For Esther Duflo, who shared the 2019 Sveriges Riksbank Prize in Economic Sciences in Memory of Alfred Nobel with her husband Abhijit Banerjee and Michael Kremer, "for their experimental approach to alleviating global poverty", this is limiting creative solutions to problems.
“Certainly, you can see effects on the economic field and the profession. I think if people who are studying economics are very homogeneous then what they are thinking about a problem is also very homogeneous,” Duflo says.
“You need more diversity of perspective and experience to have more diversity of research topics and points of view on those topics. So the field is all the poorer if we don't have women and if we don't have other minorities".
Female economists are needed
Duflo explains how she was speaking to her husband Banerjee about how few graduate and PhD students in his economics faculty were female. There is a big contrast with science, mathematics and engineering, where there has been a substantial increase in the number of women at all levels.
“We are wondering, how come it has not changed?” she says.
One reason could be that economists tend to believe in markets and that things should just flow in their natural way, without necessarily intervening to change a situation. Duflo also thinks the financial crisis was particularly discouraging for women.

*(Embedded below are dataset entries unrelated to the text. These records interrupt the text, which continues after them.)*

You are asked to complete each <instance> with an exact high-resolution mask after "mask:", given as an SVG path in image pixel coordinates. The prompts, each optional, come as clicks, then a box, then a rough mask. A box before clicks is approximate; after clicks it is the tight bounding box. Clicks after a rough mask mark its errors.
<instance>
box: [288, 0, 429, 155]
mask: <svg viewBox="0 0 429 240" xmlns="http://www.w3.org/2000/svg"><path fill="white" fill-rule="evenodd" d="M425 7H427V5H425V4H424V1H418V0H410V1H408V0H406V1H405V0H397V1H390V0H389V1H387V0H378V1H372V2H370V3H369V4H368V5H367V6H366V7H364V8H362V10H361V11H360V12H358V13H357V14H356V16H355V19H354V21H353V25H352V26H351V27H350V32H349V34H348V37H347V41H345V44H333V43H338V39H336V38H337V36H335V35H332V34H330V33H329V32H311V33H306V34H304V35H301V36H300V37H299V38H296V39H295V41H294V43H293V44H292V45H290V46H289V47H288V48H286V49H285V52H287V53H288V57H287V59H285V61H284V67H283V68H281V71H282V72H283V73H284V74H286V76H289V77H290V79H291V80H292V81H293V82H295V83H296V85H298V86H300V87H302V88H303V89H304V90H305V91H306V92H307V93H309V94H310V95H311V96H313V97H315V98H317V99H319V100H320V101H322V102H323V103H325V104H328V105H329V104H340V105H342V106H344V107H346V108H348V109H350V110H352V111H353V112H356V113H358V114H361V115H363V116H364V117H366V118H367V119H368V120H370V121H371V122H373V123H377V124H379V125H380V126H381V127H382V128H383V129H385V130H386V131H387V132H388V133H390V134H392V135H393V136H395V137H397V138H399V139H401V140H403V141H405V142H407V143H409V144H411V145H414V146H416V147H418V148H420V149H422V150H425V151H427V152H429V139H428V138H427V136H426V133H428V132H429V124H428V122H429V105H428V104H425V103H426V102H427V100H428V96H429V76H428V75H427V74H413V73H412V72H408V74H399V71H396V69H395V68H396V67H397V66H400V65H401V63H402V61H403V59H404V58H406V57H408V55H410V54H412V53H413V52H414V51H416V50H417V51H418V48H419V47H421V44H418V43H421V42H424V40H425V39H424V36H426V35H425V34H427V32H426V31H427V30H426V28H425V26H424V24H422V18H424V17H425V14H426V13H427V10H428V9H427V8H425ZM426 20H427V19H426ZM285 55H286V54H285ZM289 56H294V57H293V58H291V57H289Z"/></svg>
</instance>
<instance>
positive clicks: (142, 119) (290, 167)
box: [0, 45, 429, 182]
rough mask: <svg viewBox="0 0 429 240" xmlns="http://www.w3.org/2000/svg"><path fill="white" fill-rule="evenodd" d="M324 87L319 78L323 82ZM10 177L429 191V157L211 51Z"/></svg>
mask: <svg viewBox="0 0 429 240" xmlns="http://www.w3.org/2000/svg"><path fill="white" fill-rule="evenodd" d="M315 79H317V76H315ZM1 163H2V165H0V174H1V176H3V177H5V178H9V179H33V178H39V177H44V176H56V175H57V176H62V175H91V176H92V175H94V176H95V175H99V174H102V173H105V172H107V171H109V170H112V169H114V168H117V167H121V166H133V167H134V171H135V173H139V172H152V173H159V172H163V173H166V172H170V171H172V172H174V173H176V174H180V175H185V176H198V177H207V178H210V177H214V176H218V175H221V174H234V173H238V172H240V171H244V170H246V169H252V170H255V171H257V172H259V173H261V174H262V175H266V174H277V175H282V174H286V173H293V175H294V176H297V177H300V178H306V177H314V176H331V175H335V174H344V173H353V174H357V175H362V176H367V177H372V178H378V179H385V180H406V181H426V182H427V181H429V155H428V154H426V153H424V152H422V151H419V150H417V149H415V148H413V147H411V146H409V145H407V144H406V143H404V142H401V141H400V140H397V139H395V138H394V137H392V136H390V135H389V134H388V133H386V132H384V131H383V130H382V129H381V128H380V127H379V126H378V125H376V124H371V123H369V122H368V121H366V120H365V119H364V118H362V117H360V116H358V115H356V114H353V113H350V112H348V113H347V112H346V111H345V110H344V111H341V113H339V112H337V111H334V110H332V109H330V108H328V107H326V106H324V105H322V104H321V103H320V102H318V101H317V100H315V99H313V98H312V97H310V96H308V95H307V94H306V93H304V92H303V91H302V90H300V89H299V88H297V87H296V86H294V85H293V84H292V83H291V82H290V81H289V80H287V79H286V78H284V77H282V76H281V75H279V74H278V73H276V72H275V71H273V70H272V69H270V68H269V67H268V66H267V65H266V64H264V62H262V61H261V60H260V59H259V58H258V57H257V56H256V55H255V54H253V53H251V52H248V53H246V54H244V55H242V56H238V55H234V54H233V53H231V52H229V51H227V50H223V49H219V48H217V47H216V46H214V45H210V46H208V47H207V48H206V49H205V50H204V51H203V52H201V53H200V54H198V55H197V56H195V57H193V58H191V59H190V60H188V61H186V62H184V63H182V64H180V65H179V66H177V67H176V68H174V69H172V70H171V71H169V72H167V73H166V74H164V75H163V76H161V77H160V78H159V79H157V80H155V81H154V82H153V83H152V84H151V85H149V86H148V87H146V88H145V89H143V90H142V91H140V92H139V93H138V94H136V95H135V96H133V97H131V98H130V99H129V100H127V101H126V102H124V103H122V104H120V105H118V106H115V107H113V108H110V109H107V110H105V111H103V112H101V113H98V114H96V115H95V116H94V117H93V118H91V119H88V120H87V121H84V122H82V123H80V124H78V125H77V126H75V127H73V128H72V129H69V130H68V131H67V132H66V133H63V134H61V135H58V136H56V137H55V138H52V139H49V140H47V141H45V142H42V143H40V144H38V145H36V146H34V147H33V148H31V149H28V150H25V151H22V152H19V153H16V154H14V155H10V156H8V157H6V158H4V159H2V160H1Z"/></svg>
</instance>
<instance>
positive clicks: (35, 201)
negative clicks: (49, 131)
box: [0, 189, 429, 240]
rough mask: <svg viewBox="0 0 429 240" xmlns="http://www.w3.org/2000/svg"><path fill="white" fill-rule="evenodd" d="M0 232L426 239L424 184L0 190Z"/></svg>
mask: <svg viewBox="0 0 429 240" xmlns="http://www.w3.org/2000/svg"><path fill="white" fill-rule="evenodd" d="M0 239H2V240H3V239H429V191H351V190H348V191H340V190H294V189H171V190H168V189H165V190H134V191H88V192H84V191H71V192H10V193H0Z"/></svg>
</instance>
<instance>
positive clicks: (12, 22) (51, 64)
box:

“I think it shed a light on economists as focused on making money and connected to the financial sector, which was not a very good image in general and maybe particularly so for women. Women economists tend to do work on fields which are to do with public policies and improving the world, not just making money,” she explains.
Inequality in economics is a big issue
Diversity is a key element in Duflo’s thinking and work and is covered in her most recent book with Banerjee, about how economists can eliminate some of the big issues of the day which are at the heart of political discussions. These also include immigration, trade, economic growth, inequality, climate change and social policy.”
“In the economics department at MIT we are starting to think about what to do. Our idea is that already with high school students, certainly with college students, to try to convey to them that economics is actually a way of thinking about the most important problems that the world is facing today,” Duflo says.
“Maybe if we could get that across better, then more women and minorities would decide that actually it's worth spending the time and studying to become economists.”